Meanwhile, the report found that Amazon’s carbon-neutral plan was “low integrity”, meaning that it’s unlikely to meet its goal. But the company said in a statement that it was still committed to hitting its net zero target by 2040, a decade ahead of the date world leaders had set in the Paris Agreement for their country’s to become net zero overall. Amazon plans to power its operations with 100% renewable energy by 2025, deliver half its shipments with net zero carbon by 2030, and deploy 100,000 electric delivery vehicles by 2030, the statement said.  

Benjamin Ware, the global head of climate delivery and sustainable sourcing at Nestlé, also said the report didn’t fully examine his company’s plan. “We welcome scrutiny of our actions and commitments on climate change,” he said. “However, the report lacks understanding of our approach and contains significant inaccuracies. Nestlé’s climate roadmap has been validated by the Science-Based Targets Initiative [a corporate sustainability organization]. The work that went into it is rigorous and extensive.”

Still, Day, from the New Climate Institute, says companies are benefiting from the public perception of going green while doing little beyond “business as usual” to back their claims. “We were very disappointed and surprised at how much room for improvement there was.

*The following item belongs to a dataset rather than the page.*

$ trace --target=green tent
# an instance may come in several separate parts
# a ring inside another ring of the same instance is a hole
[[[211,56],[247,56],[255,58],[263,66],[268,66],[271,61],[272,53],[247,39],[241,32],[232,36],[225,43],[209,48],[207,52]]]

Companies need to be much more transparent about these goals,” he said.

The institute ranked no company’s as having “high integrity” in accomplishing its goals, but it did say that one company—shipping giant Maersk—had “reasonable integrity” and transparency.

“Maersk positions itself as a leading actor in the transport sector through its proactive efforts to decarbonize shipping emissions,” the report said. “However, the company does not yet provide a clear trajectory to
decarbonize emissions from electricity demand and supply chains, the relative importance of which is likely to grow with the shift to alternative fuels.”